$$\because$$ $${z^2} = \overline z \,.\,{2^{1 - |z|}}$$ ...... (1)

$$ \Rightarrow |z{|^2} = |\overline z |\,.\,{2^{1 - |z|}}$$

$$ \Rightarrow |z| = {2^{1 - |z|}}$$,

$$\because$$ $$b \ne 0 \Rightarrow |z| \ne 0$$

$$\therefore$$ $$|z| = 1$$ ...... (2)

$$\because$$ $$z = a + ib$$ then $$\sqrt {{a^2} + {b^2}} = 1$$ ...... (3)

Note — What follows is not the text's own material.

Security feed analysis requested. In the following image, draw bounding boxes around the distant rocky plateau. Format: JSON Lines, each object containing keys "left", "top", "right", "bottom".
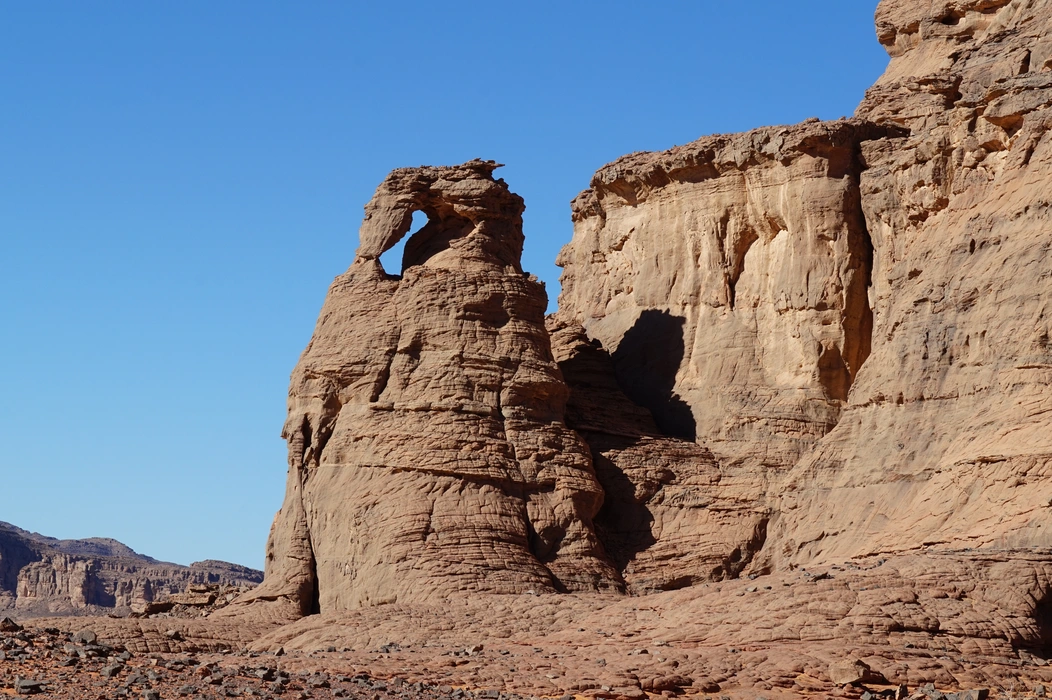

Now again from equation (1), equation (2), equation (3) we get :

$${a^2} - {b^2} + i2ab = (a - ib){2^0}$$

$$\therefore$$ $${a^2} - {b^2} = a$$ and $$2ab = - b$$

$$\therefore$$ $$a = - {1 \over 2}$$ and $$b = \, \pm \,{{\sqrt 3 } \over 2}$$

$$z = - {1 \over 2} + {{\sqrt 3 } \over 2}i$$ or $$z = - {1 \over 2} - {{\sqrt 3 } \over 2}i$$

$${z^n} = {(z + 1)^n} \Rightarrow {\left( {{{z + 1} \over z}} \right)^n} = 1$$

$${\left( {1 + {1 \over z}} \right)^n} = 1$$

$$\left( {{{1 + \sqrt 3 i} \over 2}} \right) = 1$$, then minimum value of n is 6.